Gore 517 U.S. at 600, 116 S.Ct. at 1611, 155 L. Ed.2d at 842 (Scalia J., dissenting). With all due respect to the other members of this Court, much the same could be said about the majority opinion in Mr. Kocher's case.

        Speaking of the three “guideposts” erected by the majority in Gore, Scalia notes that they are of little help, and actually highlight the arbitrary nature of the majority opinion in Gore:

        Of course it will not be easy for the States to comply with this new federal law of damages, no matter how willing they are to do so. In truth, the “guideposts” mark a road to nowhere; they provide no real guidance at all. . . .

         The Court has constructed a framework that does not genuinely constrain, that does not inform state legislatures and lower courts--that does nothing at all except confer an artificial air of doctrinal analysis upon its essentially ad hoc determination that this particular award of punitive damages was not “fair.”

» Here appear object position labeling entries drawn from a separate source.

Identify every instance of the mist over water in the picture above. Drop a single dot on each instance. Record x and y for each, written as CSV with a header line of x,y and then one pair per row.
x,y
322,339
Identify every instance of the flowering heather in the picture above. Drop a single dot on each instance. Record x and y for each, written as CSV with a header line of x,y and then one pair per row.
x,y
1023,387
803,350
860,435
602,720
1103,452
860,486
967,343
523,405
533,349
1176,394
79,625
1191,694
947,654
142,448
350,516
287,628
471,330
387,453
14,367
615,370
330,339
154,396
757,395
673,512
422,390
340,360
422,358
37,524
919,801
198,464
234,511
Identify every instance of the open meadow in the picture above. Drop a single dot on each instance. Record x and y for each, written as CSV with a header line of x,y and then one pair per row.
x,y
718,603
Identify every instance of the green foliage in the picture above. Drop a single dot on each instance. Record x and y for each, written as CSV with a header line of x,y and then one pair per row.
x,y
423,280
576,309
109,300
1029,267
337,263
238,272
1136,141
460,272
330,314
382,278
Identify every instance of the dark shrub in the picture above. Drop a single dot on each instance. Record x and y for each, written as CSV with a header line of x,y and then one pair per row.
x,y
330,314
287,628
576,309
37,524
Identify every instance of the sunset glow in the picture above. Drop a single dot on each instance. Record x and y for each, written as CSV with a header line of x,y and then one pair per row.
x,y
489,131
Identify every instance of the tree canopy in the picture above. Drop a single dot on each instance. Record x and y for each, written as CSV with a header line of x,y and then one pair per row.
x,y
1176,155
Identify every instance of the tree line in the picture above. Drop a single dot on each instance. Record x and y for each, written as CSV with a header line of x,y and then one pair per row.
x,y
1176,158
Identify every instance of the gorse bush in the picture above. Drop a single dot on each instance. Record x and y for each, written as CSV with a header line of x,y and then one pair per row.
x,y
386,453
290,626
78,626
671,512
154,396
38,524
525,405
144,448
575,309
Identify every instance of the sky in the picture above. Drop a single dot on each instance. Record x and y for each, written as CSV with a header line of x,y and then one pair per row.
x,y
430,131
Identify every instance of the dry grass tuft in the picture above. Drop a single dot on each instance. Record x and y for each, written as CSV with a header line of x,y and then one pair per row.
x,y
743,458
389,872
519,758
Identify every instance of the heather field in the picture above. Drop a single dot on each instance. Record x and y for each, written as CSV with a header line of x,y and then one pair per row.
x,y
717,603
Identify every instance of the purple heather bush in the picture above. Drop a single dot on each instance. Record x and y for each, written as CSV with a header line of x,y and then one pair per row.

Gore 517 U.S. at 605-06, 116 S.Ct. at 1613-14, 155 L. Ed.2d at 845-46 (Scalia J., dissenting). This is the logical conundrum the high Court and this Court find themselves in when trying to prove that a punitive award is too big - simply because it looks or feels that way to a human mind that does not easily digest large numbers.

        Resorting to the sort of examples teachers use with children, a million seconds is over 11 days, but a billion is almost 32 years. The mind rebels at such numbers. The majority noted that Oxford's parent company was worth $3,100,000,000 and that the jury awarded $34,000,000. The award still appears enormous. However, if with some zeros removed we learned that Oxford's parent company was worth $310,000 and the jury awarded punitive damages of $3,400, nobody would bat an eye, or even “raise a suspicious judicial eyebrow,” TXO Production Corp. v. Alliance Resources Corp., 509 U.S. 443, 481, 113 S.Ct. 2711, 2732, 125 L.Ed.2d 366, 394 (1993) (O'Connor J., dissenting).

        The majority opinion deserves credit for not openly embracing the seductively simple arguments of Campbell and Gore, but I fear some of that logic has affected the decision to reverse this case. A blind adherence to an arbitrary upper limit or the application of any ratio to a punitive damage award means that, we, as a country, will punish the corner gas station more than a world-wide giant, or the local coffee shop more than some national chain, simply because the giant companies are too wealthy for us to understand. The message we send is, if you are big enough, you can pretty much do what you want.

        Because I think the majority opinion sends just this message to Oxford and companies similarly situated, I must respectfully dissent.

Footnote: 1
    I note that able appellate counsel did not represent Oxford until after the trial, and that Oxford's trial counsel was not retained until shortly before the trial, and had nothing to do with the pattern of discovery violations. Indeed, both trial and appellate counsel faced a significant challenge in representing a client as appealing and cooperative as Oxford.